Step 1 : Identify which of them are diamagnetic.

Case 1: $$[NiCl_4]^{2-}$$ (in $$K_2[NiCl_4]$$)
Ni oxidation state: $$x+4(-1) = -2 \Rightarrow x = +2$$, so $$Ni^{2+}$$ is $$3d^8$$. In a tetrahedral $$Cl^-$$ field (weak field) the ion is high spin with two unpaired electrons ⇒ paramagnetic.

Case 2: $$[Zn(H_2O)_6]^{2+}$$ (in $$[Zn(H_2O)_6]Cl_2$$)
$$Zn^{2+}$$ is $$3d^{10}$$, all electrons paired ⇒ diamagnetic.

Case 3: $$[Mn(CN)_6]^{3-}$$ (in $$K_3[Mn(CN)_6]$$)
$$x+6(-1)=-3 \Rightarrow x = +3$$, so $$Mn^{3+}$$ is $$3d^4$$. $$CN^-$$ is a strong‐field ligand giving a low-spin configuration $$t_{2g}^4e_g^0$$ with two unpaired electrons ⇒ paramagnetic.

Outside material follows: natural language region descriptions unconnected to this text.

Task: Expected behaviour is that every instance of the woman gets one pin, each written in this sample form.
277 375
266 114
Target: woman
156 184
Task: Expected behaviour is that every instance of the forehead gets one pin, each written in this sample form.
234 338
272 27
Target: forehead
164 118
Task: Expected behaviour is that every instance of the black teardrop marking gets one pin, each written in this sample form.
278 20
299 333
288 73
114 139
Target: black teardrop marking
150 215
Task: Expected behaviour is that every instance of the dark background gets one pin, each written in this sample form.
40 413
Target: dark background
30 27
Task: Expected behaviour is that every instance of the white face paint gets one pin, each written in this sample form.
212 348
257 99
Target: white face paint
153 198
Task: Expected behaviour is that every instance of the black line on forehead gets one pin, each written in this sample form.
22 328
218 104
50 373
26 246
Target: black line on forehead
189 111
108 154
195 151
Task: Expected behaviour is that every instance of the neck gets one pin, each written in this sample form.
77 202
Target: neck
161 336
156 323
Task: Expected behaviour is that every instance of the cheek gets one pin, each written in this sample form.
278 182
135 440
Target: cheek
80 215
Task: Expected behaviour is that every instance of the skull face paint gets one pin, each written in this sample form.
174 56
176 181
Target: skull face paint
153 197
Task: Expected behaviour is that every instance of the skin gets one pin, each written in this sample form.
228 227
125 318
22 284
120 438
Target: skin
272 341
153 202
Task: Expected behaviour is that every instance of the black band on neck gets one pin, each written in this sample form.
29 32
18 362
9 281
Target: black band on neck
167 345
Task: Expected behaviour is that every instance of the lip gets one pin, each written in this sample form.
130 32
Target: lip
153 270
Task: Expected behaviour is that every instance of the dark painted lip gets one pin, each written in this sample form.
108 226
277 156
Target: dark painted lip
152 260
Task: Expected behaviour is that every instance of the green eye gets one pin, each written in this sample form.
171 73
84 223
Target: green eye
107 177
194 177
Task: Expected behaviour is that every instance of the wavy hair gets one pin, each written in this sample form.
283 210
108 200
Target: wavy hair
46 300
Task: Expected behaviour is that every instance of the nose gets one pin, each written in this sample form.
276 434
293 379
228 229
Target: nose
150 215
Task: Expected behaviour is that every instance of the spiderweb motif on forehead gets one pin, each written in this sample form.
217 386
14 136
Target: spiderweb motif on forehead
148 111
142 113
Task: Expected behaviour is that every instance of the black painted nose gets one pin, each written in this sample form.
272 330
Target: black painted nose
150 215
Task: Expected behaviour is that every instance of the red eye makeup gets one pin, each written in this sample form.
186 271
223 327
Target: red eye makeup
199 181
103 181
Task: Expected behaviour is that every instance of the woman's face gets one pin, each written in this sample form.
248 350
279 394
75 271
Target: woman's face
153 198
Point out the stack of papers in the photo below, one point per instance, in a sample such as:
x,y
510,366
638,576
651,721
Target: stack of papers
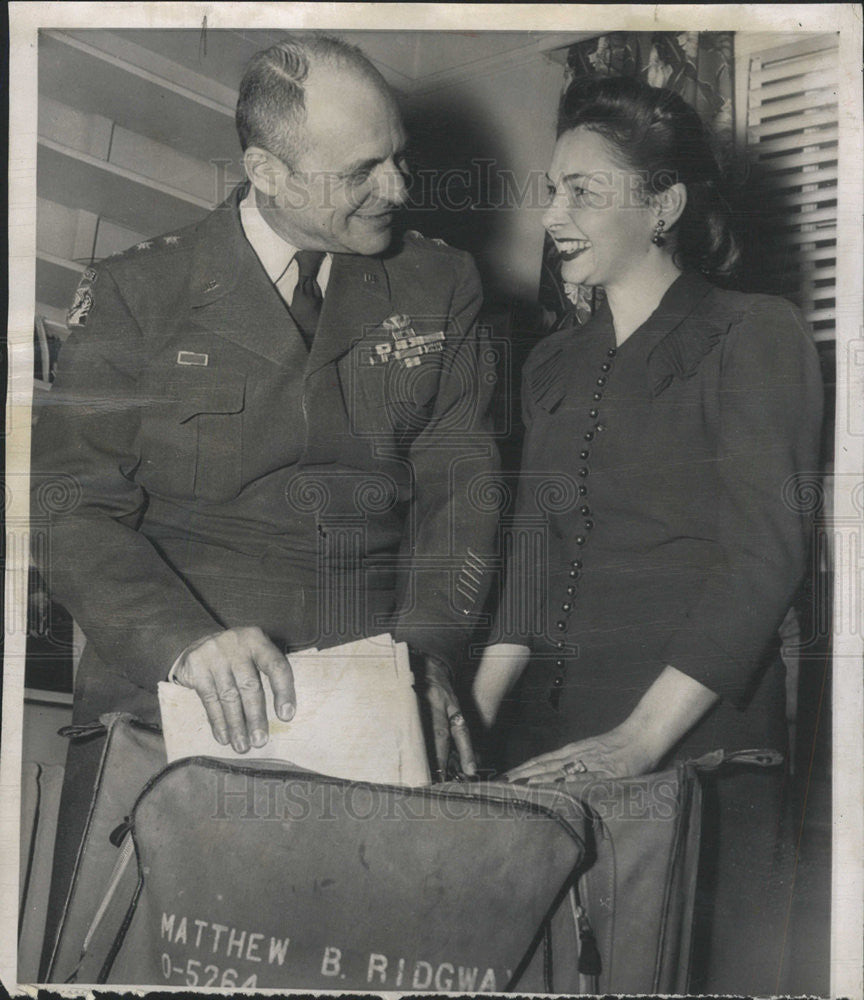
x,y
357,717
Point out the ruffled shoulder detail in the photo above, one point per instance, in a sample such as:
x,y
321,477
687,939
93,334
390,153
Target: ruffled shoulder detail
x,y
682,350
546,380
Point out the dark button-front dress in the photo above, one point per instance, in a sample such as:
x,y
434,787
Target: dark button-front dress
x,y
658,522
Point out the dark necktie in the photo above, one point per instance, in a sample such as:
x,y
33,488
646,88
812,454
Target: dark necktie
x,y
307,298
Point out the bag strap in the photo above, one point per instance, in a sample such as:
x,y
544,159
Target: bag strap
x,y
715,759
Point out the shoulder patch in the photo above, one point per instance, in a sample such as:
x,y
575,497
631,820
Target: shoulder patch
x,y
83,301
420,238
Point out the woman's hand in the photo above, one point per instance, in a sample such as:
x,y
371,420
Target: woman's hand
x,y
619,753
498,672
669,708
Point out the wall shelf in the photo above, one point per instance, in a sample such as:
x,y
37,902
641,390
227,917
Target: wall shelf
x,y
79,180
82,76
56,280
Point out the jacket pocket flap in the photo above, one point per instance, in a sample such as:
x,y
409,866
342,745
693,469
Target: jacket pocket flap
x,y
225,395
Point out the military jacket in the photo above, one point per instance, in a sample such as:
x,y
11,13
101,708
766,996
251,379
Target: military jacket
x,y
222,474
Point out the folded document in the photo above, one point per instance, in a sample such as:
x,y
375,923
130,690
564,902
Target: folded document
x,y
357,717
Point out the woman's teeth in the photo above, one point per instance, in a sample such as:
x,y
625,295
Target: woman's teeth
x,y
571,248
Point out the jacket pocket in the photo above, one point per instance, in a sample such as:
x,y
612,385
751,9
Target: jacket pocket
x,y
193,446
391,398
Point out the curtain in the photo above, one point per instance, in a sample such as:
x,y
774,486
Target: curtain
x,y
695,64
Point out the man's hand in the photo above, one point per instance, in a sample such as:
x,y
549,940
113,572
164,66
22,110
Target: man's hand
x,y
225,669
446,719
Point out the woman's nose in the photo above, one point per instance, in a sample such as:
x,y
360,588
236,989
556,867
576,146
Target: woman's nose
x,y
556,211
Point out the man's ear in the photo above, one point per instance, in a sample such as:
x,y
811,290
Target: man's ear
x,y
264,170
670,204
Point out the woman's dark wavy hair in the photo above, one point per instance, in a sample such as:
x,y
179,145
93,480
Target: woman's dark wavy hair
x,y
657,134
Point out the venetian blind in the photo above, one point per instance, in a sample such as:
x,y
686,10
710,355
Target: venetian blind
x,y
792,140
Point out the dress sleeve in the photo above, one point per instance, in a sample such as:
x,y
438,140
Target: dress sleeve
x,y
770,414
133,608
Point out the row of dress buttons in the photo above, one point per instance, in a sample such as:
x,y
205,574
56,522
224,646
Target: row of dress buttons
x,y
587,524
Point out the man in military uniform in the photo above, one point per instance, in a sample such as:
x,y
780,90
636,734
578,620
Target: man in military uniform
x,y
274,417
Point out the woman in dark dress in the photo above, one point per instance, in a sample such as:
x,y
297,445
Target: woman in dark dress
x,y
662,442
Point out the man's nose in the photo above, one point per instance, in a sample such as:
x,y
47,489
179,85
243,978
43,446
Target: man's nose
x,y
391,184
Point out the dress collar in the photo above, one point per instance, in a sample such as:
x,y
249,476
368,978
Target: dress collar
x,y
674,339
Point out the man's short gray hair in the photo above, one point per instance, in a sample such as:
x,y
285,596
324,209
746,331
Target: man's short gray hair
x,y
271,107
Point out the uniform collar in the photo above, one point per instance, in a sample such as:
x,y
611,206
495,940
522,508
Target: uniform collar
x,y
274,253
224,263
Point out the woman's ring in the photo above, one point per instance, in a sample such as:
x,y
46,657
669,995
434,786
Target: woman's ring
x,y
574,767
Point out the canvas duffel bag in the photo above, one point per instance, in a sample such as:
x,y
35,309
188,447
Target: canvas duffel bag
x,y
590,890
259,876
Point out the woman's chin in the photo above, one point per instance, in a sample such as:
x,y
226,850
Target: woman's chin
x,y
574,272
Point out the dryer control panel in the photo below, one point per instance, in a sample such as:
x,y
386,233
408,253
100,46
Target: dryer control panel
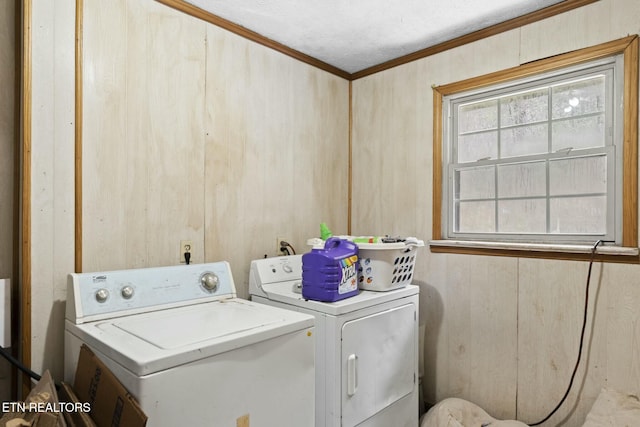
x,y
107,294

Case 4: $$[Cu(PPh_3)_3I]$$ (neutral complex)
Oxidation state: $$Cu + (-1) = 0 \Rightarrow Cu = +1$$, so $$Cu^{+}$$ is $$3d^{10}$$ ⇒ diamagnetic.

Thus the diamagnetic complexes are Case 2 and Case 4. Number of diamagnetic complexes $$= 2$$, hence $$n = 2$$.

Step 2 : Among the elements Ni, Zn, Mn and Cu, compare enthalpies of atomisation. For 3d metals: $$\Delta H_{atom}$$ rises to a maximum near the middle of the series (Cr, Mn, Fe, Co) and then falls, being minimum for Zn.
Approximate values (kJ mol$$^{-1}$$): $$Zn \approx 120$$, $$Cu \approx 330$$, $$Mn \approx 280$$, $$Ni \approx 420$$. Therefore the element with the least enthalpy of atomisation is $$Zn$$.

So the required ion is $$Zn^{n+} = Zn^{2+}$$.

Step 3 : Calculate its spin-only magnetic moment. For an ion with $$n_u$$ unpaired electrons,
$$\mu_{spin} = \sqrt{n_u(n_u+2)}\; \text{BM}$$.

For $$Zn^{2+}$$, electronic configuration $$3d^{10}$$ ⇒ $$n_u = 0$$.
Hence $$\mu_{spin} = \sqrt{0(0+2)} = 0\; \text{BM}$$.

The spin-only magnetic moment, to the nearest integer, is 0.